Newshub18:Nabadwip’s red curd is attractive in terms of taste, it is still the best in the world even today!
There was a time when Bengali aristocracy was ruined if ‘shespate dai’ did not fall. Therefore, in today’s ice cream and cold drinks market, sweet yogurt can be said to hide its face with a little pride. Although its name is omitted from the menu card of Bhojbari, sweet curd still reigns supreme in the lives of Bengalis. A Bengali does not walk a single step without the sweet curd of the clay pot, from Pujo Parban to Shraddhanushan.
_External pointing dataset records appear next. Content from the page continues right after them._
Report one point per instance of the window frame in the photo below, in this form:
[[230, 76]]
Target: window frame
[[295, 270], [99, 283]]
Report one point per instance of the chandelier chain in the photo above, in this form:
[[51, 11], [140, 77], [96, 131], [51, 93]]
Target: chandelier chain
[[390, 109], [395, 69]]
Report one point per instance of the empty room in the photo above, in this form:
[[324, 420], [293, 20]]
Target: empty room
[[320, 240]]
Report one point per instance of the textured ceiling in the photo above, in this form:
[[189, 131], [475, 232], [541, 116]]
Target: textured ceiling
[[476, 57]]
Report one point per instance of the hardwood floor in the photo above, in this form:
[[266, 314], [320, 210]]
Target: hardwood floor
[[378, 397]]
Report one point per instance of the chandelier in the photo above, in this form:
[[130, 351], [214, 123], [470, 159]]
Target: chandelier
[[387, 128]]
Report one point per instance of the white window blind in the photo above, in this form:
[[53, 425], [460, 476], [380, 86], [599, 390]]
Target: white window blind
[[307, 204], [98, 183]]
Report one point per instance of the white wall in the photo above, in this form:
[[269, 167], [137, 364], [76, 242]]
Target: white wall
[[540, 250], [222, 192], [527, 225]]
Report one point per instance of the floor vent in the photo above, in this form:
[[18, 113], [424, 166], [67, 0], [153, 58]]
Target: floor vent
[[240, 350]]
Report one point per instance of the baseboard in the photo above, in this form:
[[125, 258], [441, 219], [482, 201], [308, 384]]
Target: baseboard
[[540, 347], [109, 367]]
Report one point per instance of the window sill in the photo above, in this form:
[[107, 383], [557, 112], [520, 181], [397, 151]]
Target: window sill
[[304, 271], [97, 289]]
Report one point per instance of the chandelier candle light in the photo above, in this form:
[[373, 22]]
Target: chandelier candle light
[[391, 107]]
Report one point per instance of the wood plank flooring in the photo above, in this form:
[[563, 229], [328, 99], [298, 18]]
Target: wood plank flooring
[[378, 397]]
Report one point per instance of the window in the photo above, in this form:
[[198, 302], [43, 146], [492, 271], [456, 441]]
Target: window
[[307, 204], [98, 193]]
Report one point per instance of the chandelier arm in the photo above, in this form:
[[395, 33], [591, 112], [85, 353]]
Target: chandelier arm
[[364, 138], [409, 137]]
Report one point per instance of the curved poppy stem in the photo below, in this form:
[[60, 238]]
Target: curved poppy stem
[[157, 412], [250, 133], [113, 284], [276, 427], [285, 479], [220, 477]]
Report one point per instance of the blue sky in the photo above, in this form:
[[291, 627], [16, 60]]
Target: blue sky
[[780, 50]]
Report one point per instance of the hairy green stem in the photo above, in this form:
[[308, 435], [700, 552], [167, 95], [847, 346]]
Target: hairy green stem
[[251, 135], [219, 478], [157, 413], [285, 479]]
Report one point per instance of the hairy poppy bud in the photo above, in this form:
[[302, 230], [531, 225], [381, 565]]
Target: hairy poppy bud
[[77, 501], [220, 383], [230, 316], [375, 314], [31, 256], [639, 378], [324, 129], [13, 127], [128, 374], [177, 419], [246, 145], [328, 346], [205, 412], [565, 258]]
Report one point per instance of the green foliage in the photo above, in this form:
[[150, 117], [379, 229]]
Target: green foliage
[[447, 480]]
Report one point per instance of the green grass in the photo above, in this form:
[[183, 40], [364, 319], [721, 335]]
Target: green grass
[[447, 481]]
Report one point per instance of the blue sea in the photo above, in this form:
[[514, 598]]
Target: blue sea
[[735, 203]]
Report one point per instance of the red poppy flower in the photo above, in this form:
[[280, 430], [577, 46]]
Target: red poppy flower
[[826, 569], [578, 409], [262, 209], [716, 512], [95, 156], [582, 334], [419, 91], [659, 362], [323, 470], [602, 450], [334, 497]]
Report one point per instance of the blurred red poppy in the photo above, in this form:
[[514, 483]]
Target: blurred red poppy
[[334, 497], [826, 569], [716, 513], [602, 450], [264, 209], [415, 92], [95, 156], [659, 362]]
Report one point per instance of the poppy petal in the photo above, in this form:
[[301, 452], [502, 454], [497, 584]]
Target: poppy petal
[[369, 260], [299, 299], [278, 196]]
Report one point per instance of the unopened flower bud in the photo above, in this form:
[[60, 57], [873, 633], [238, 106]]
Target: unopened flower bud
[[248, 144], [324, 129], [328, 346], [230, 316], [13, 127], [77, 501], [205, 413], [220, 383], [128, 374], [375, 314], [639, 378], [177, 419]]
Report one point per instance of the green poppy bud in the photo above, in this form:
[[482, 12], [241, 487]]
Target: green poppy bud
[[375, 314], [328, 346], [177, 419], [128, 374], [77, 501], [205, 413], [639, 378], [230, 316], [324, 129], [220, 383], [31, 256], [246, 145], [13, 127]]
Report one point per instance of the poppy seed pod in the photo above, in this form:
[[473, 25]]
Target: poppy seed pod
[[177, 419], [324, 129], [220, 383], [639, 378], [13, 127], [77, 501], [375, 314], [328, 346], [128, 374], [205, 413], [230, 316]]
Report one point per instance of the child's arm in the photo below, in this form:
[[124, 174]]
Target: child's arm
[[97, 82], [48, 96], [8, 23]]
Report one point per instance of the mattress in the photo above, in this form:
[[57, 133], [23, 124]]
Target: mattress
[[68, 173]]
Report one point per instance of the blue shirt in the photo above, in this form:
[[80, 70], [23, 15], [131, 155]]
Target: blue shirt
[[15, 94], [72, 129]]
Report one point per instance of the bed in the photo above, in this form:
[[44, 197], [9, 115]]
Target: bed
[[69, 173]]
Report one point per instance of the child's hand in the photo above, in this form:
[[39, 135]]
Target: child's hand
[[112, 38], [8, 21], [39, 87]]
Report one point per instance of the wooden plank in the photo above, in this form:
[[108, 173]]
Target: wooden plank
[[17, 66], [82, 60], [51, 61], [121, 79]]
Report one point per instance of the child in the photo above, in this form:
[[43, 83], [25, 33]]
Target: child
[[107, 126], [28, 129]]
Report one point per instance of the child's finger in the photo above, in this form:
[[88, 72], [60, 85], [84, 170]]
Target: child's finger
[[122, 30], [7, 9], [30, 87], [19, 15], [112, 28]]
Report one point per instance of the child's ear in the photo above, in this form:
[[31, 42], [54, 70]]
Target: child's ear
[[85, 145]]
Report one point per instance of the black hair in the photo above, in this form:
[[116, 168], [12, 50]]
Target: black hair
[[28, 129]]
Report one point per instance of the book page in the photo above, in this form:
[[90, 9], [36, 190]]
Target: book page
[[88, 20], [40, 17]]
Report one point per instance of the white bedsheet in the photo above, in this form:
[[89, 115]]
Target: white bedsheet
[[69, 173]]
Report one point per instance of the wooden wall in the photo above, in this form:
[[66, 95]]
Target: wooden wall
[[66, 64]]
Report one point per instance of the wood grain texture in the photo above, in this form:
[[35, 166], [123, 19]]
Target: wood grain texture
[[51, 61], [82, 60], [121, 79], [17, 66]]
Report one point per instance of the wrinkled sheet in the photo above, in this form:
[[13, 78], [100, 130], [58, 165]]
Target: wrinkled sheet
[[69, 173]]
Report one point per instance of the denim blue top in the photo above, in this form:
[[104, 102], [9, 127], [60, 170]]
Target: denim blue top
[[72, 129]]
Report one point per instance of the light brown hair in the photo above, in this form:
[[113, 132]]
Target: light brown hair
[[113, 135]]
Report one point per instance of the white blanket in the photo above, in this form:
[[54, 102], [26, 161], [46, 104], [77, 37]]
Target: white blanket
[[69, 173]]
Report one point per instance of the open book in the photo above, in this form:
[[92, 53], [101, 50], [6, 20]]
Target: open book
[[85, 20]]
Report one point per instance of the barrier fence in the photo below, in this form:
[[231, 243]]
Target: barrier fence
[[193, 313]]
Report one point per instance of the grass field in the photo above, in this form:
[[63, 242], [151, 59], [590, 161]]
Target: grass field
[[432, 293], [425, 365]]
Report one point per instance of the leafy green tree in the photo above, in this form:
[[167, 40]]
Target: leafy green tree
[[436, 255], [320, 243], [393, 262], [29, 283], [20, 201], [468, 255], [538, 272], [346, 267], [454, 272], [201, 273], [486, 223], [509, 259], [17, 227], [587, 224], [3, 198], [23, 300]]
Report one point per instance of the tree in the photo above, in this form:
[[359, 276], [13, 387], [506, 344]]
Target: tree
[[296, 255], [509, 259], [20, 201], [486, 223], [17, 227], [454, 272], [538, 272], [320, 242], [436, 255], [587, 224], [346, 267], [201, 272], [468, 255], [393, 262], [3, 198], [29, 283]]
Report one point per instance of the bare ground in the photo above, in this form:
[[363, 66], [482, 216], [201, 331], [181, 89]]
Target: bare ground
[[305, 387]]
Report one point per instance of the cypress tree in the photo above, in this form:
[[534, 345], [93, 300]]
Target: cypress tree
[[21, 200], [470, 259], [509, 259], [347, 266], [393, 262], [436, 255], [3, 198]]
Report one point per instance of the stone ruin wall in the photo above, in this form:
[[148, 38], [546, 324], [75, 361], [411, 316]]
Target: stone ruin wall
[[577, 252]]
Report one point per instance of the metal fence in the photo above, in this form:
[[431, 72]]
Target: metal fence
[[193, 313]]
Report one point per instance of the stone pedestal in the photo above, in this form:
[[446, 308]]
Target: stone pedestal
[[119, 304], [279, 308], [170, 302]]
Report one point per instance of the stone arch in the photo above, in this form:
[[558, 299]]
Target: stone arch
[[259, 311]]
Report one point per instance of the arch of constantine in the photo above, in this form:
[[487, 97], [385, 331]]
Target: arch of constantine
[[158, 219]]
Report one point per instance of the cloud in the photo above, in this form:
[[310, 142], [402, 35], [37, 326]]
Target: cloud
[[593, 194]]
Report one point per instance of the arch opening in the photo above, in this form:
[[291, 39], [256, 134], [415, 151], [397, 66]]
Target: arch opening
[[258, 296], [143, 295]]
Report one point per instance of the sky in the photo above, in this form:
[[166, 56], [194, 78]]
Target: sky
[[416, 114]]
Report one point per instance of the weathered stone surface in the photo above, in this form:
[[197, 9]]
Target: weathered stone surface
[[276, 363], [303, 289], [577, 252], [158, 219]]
And when there is so much practice with curd, the name of Nabadwip sandalwood milk curd will not be in the title, will it happen again? The color-smell-taste that not only the Bengali nation but also the people of the world has been satisfying for a long time. Even the British Queen Elizabeth II was mesmerized by the sweetness of this curd. Today, however, let’s collect the story with that special guest of sweet Mahal of Nabadwip.
The year of birth of red curd in Nabadwip is approximately 1930. However, if we look at the history, we can see that there is a difference of opinion about the inventor of this curd. Some say it was invented by Kali Ghosh and his brother Hari Ghosh, who were traders of Lal Ghol in Phansitala. After getting a lot of popularity in the red curd business, they made red curd and put it on everyone’s shelves. According to many, the then famous Kali Moira ie Kalipada Modak was the first to introduce everyone to this curd.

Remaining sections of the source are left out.